Cellular respiration is the process by which cells extract energy from organic molecules (primarily glucose) and convert it to ATP. Aerobic respiration proceeds in four stages: glycolysis (cytoplasm), pyruvate oxidation (mitochondrial matrix), the Krebs cycle (mitochondrial matrix), and the electron transport chain/oxidative phosphorylation (inner mitochondrial membrane). The complete oxidation of one glucose molecule yields a theoretical maximum of ~30–32 ATP. Oxygen is the final electron acceptor in aerobic respiration, producing water as a byproduct.
Build an accounting table of ATP, NADH, and FADH₂ produced at each stage. Understand that most ATP comes not from substrate-level phosphorylation but from the electron transport chain using the electron carriers made in earlier stages.
Cellular respiration is the answer to a fundamental question: how does a cell turn a glucose molecule into the ATP it needs to do work? The answer involves four sequential stages that strip glucose of its electrons, use those electrons to pump protons, and then harvest the proton gradient as ATP.
Glycolysis happens in the cytoplasm and does not require oxygen. One glucose (6 carbons) is split into two pyruvate molecules (3 carbons each), yielding 2 ATP and 2 NADH. This is an ancient, universal pathway — every living organism uses it. The ATP yield is small, but the NADH produced is crucial for what follows.

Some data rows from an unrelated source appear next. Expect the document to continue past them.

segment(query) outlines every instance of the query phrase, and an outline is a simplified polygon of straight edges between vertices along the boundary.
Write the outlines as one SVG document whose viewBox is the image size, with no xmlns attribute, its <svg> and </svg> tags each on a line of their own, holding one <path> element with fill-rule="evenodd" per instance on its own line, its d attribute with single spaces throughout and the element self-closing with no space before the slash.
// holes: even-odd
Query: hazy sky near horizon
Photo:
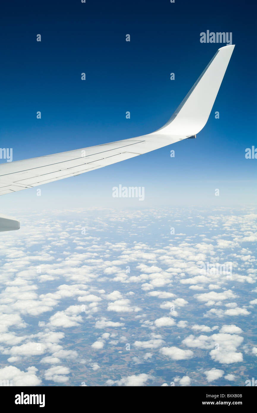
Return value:
<svg viewBox="0 0 257 413">
<path fill-rule="evenodd" d="M 14 1 L 4 7 L 0 146 L 13 148 L 14 161 L 155 130 L 225 45 L 201 43 L 200 33 L 231 33 L 236 47 L 196 140 L 42 185 L 40 197 L 36 188 L 2 196 L 1 210 L 256 202 L 256 160 L 245 157 L 257 146 L 256 5 Z M 144 202 L 114 198 L 119 184 L 144 187 Z"/>
</svg>

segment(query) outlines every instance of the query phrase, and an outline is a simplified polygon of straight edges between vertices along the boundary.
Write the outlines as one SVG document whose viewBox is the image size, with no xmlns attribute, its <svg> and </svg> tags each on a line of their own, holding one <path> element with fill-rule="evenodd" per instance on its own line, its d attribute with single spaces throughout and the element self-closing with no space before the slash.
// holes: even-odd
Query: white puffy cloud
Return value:
<svg viewBox="0 0 257 413">
<path fill-rule="evenodd" d="M 217 380 L 222 377 L 224 374 L 223 370 L 219 370 L 218 369 L 213 368 L 210 370 L 206 370 L 204 372 L 206 376 L 207 381 L 209 383 L 213 382 L 214 380 Z"/>
<path fill-rule="evenodd" d="M 176 325 L 176 322 L 173 318 L 169 317 L 162 317 L 157 318 L 155 321 L 157 327 L 171 327 Z"/>
<path fill-rule="evenodd" d="M 68 367 L 56 366 L 46 370 L 44 376 L 46 380 L 51 380 L 57 383 L 65 383 L 69 380 L 69 377 L 65 375 L 69 374 L 70 372 Z"/>
<path fill-rule="evenodd" d="M 141 374 L 133 375 L 123 377 L 120 380 L 107 380 L 106 384 L 108 385 L 116 384 L 117 386 L 124 386 L 128 387 L 144 386 L 148 380 L 151 380 L 152 376 L 149 374 L 142 373 Z"/>
<path fill-rule="evenodd" d="M 171 360 L 184 360 L 192 358 L 194 354 L 190 350 L 183 350 L 178 347 L 163 347 L 160 349 L 160 353 L 167 356 Z"/>
<path fill-rule="evenodd" d="M 39 386 L 41 380 L 37 377 L 37 368 L 33 366 L 28 367 L 27 371 L 23 371 L 13 366 L 8 366 L 0 369 L 0 380 L 12 380 L 12 385 L 27 387 Z"/>
<path fill-rule="evenodd" d="M 103 348 L 105 343 L 103 341 L 95 341 L 91 344 L 91 347 L 95 350 L 101 350 Z"/>
</svg>

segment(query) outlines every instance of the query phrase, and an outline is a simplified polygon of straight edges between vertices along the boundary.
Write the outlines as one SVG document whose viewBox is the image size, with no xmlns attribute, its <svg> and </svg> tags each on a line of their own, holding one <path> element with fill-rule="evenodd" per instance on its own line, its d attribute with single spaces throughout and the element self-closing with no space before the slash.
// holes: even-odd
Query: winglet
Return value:
<svg viewBox="0 0 257 413">
<path fill-rule="evenodd" d="M 202 129 L 234 47 L 234 45 L 229 45 L 217 50 L 170 119 L 158 130 L 158 134 L 191 136 Z"/>
<path fill-rule="evenodd" d="M 4 231 L 14 231 L 20 228 L 19 221 L 15 218 L 6 215 L 0 215 L 0 232 Z"/>
</svg>

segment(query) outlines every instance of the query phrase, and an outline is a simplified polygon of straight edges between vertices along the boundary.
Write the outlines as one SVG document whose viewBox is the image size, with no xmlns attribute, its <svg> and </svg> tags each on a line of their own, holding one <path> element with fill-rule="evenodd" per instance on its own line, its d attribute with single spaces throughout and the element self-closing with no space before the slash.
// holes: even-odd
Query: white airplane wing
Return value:
<svg viewBox="0 0 257 413">
<path fill-rule="evenodd" d="M 2 164 L 0 195 L 74 176 L 195 137 L 208 120 L 234 47 L 233 45 L 219 49 L 160 129 L 129 139 Z"/>
</svg>

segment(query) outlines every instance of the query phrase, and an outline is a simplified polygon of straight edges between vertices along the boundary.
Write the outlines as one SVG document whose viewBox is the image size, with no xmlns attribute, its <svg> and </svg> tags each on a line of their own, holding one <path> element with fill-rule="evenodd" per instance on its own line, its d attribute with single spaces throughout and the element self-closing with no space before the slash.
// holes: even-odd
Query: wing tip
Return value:
<svg viewBox="0 0 257 413">
<path fill-rule="evenodd" d="M 218 50 L 221 50 L 223 49 L 227 49 L 228 48 L 228 49 L 232 49 L 232 52 L 233 52 L 233 50 L 234 50 L 234 47 L 235 47 L 235 45 L 226 45 L 226 46 L 223 46 L 222 47 L 220 47 L 219 49 L 218 49 Z"/>
</svg>

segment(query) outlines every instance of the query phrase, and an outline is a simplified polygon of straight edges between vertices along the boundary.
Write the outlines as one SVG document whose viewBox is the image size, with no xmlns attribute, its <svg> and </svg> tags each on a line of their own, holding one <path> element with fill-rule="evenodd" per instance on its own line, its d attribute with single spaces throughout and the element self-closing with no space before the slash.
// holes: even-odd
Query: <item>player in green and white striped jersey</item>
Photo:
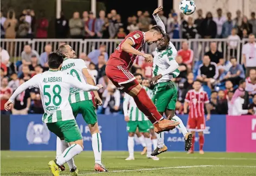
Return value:
<svg viewBox="0 0 256 176">
<path fill-rule="evenodd" d="M 165 32 L 165 26 L 157 15 L 163 9 L 162 6 L 156 9 L 153 16 L 157 25 L 161 26 Z M 185 150 L 191 148 L 192 134 L 188 133 L 181 119 L 175 114 L 176 103 L 177 101 L 177 89 L 171 80 L 180 75 L 178 64 L 175 60 L 177 50 L 172 43 L 170 42 L 170 37 L 167 33 L 163 38 L 157 41 L 156 54 L 153 61 L 153 75 L 152 82 L 156 86 L 153 90 L 152 101 L 156 105 L 157 111 L 163 115 L 164 113 L 169 119 L 178 121 L 180 124 L 177 127 L 183 133 L 185 139 Z M 151 155 L 155 156 L 167 151 L 167 147 L 164 144 L 164 132 L 157 135 L 158 145 Z"/>
<path fill-rule="evenodd" d="M 134 76 L 140 84 L 142 83 L 142 76 L 140 74 L 136 73 L 134 75 Z M 144 87 L 143 88 L 147 89 L 148 87 Z M 149 91 L 147 92 L 149 94 Z M 151 96 L 151 94 L 149 94 L 149 96 Z M 129 110 L 128 104 L 129 105 Z M 155 160 L 159 160 L 158 158 L 151 155 L 152 152 L 152 142 L 150 138 L 149 129 L 150 124 L 152 125 L 152 123 L 146 116 L 139 110 L 133 98 L 126 93 L 124 96 L 123 107 L 124 109 L 125 120 L 127 122 L 127 131 L 129 133 L 127 145 L 129 157 L 125 160 L 131 160 L 135 159 L 134 137 L 137 128 L 138 128 L 139 132 L 143 133 L 145 138 L 147 150 L 147 158 L 152 158 Z"/>
<path fill-rule="evenodd" d="M 48 165 L 53 174 L 59 175 L 61 165 L 72 163 L 71 172 L 73 175 L 77 175 L 78 171 L 73 158 L 82 151 L 84 146 L 81 132 L 68 101 L 69 89 L 74 87 L 91 91 L 98 90 L 103 86 L 83 84 L 73 76 L 60 71 L 63 59 L 62 56 L 56 53 L 49 55 L 49 71 L 34 76 L 21 85 L 5 104 L 5 108 L 9 110 L 15 98 L 27 89 L 39 88 L 44 110 L 42 121 L 52 132 L 70 145 L 63 147 L 62 154 L 56 160 L 49 162 Z"/>
<path fill-rule="evenodd" d="M 81 59 L 75 59 L 75 52 L 71 46 L 68 44 L 63 44 L 60 46 L 57 52 L 61 53 L 65 57 L 61 68 L 62 72 L 77 78 L 84 84 L 95 85 L 93 78 L 89 73 L 85 61 Z M 98 105 L 101 105 L 102 100 L 97 91 L 94 91 L 93 93 L 96 103 Z M 76 117 L 79 113 L 81 113 L 89 127 L 92 134 L 92 148 L 95 158 L 94 169 L 97 171 L 107 171 L 101 163 L 101 139 L 98 126 L 95 107 L 92 100 L 92 94 L 89 92 L 79 89 L 72 89 L 69 92 L 69 101 L 75 117 Z M 65 144 L 61 144 L 59 139 L 57 139 L 56 158 L 61 153 L 62 145 Z"/>
</svg>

The remaining three stages occur in or on the mitochondria. Pyruvate oxidation converts each pyruvate to acetyl-CoA (2 carbons), releasing CO₂ and producing NADH. The Krebs cycle (in the mitochondrial matrix) takes each acetyl-CoA through a series of reactions that release the remaining carbons as CO₂ while generating more NADH and FADH₂, plus a small amount of ATP directly. By the end of the Krebs cycle, glucose has been completely oxidized — every carbon has been released as CO₂ — but most of the energy is still trapped in the electron carriers NADH and FADH₂.
The electron transport chain (ETC), embedded in the inner mitochondrial membrane, is where the payoff happens. NADH and FADH₂ donate their electrons to protein complexes in the membrane. As electrons pass from one complex to the next, energy is released and used to pump H⁺ ions (protons) from the matrix to the intermembrane space, building an electrochemical gradient. ATP synthase acts like a turbine: protons flowing back through it power the synthesis of ATP from ADP + Pᵢ. This process — oxidative phosphorylation — generates roughly 26–28 of the total ~30–32 ATP per glucose. Oxygen is the final electron acceptor, combining with electrons and protons to form water. Without oxygen, the ETC stalls, NAD⁺ and FAD cannot be regenerated, and the entire pathway backs up.
One important correction to older textbooks: the commonly cited figure of 36–38 ATP is an overestimate. Current measurements, accounting for membrane leakage and the energy cost of transporting ATP out of the mitochondria, put the realistic yield closer to 30–32 ATP per glucose.